The Immigration Bill, inclusive of the controversial Right To Rent measures, received its second reading in the House of Commons yesterday. This came despite months of calls for the Government to show the results of the pilot project in the West Midlands.
MP’s voted by 323 votes to 274, giving a Government majority of 49.
During the debate, Shadow Home Secretary Andy Burnham utilised the debate to question current Home Secretary Theresa May on the findings of the pilot scheme. Mr Burnham believes that landlords are still not sufficiently equipped and are unwilling to act as border guards. Under the proposed changes, landlords will be charged with having to check the immigration status of potential tenants.

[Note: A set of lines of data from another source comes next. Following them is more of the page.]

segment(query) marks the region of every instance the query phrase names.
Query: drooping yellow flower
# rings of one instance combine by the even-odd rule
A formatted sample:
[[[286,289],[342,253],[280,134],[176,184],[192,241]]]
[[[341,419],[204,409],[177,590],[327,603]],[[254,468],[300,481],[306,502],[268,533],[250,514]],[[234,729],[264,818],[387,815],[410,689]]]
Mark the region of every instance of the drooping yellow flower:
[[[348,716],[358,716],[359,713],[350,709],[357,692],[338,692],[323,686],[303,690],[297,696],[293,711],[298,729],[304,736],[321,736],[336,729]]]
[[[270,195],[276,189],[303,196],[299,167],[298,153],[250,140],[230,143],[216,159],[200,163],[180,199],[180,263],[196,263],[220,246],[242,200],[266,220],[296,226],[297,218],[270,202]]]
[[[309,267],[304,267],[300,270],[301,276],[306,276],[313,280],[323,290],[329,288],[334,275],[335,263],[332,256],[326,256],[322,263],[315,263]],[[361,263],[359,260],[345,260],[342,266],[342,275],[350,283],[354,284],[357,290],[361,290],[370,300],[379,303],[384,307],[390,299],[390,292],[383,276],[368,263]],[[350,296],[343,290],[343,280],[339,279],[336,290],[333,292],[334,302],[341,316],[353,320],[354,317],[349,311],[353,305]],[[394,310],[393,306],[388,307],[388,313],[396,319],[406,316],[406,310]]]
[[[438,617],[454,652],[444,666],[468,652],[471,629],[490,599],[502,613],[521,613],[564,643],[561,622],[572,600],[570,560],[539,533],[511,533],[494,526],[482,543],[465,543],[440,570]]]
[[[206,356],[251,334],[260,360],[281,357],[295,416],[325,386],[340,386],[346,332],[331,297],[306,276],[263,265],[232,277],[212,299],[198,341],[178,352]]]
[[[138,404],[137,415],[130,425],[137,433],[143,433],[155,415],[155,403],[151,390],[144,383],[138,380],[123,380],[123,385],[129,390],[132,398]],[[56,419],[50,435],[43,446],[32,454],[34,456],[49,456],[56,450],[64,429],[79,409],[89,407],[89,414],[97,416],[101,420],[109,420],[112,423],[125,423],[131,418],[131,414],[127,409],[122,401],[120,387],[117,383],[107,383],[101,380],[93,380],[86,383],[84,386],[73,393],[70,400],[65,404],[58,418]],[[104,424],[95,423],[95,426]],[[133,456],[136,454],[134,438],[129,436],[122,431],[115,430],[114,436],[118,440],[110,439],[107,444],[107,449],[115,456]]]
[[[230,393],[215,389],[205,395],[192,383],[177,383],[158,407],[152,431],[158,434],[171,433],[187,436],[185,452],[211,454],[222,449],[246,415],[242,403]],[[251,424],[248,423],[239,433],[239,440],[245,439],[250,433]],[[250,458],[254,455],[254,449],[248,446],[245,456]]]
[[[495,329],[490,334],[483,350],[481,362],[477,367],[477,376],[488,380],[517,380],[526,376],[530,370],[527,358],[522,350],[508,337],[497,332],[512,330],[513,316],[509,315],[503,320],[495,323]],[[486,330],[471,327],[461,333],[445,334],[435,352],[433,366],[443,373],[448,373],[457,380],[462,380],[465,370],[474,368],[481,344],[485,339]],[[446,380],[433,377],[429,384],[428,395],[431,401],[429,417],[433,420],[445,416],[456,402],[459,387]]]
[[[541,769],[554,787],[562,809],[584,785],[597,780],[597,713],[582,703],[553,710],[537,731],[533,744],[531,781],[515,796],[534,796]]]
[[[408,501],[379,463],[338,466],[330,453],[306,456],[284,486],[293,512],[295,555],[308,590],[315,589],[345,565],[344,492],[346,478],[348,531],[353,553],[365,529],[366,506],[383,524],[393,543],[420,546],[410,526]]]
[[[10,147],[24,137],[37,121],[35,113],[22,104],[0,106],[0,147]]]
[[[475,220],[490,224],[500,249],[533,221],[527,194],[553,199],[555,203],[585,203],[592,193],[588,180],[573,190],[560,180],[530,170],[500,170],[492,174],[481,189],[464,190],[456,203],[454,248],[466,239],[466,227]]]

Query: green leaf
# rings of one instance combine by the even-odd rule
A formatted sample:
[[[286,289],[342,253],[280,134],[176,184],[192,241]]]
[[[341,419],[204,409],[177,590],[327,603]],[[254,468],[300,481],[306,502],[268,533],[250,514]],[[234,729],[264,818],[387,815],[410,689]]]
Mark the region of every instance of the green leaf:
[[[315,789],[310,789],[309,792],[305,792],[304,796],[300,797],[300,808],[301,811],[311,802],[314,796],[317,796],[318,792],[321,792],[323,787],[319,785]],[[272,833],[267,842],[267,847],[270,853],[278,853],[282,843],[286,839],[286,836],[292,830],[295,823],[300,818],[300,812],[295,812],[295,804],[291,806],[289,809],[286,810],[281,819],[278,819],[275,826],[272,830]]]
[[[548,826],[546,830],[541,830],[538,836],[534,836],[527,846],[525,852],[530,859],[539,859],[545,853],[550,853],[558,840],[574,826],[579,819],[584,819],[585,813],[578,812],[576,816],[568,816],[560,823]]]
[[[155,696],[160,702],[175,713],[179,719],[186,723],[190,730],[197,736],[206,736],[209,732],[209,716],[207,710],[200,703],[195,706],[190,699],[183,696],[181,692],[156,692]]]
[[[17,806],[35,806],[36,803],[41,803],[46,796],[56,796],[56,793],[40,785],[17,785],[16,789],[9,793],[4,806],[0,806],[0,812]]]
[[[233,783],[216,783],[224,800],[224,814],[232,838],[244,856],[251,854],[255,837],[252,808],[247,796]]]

Burnham suggests that this will lead to widespread discrimination, with many would-be British tenants being unfairly penalised. However, Theresa May said that the measures included in the Bill would lead to ‘greater fairness to British citizens and legitimate migrants.’
Following the successful reading of the Bill, the next stage is for MPs to undertake a detailed scrutiny of the plans. After this, the Bill will return to the Commons in order for MPs to consider their changes and then onto the House of Lords, where it will be debated once again.
MP’s vote for the Right To Rent
Should the Right to Rent measures remain unchanged in the Bill, it will be the responsibility of all landlords and letting agents to carry out status checks for all new tenancy agreements. In the majority of cases, this will involve the checking of passports or residents permit. Landlords or agents can also use an online form submitted to the Home Office, which promises to provide responses on immigration status within two working days.
If the Bill eventually becomes a Law, these legislations will also apply to individuals taking in lodgers and also to tenants who wish to sub-let properties. A failure to adhere to these rules could see landlords fined £3,000 or even face a jail sentence.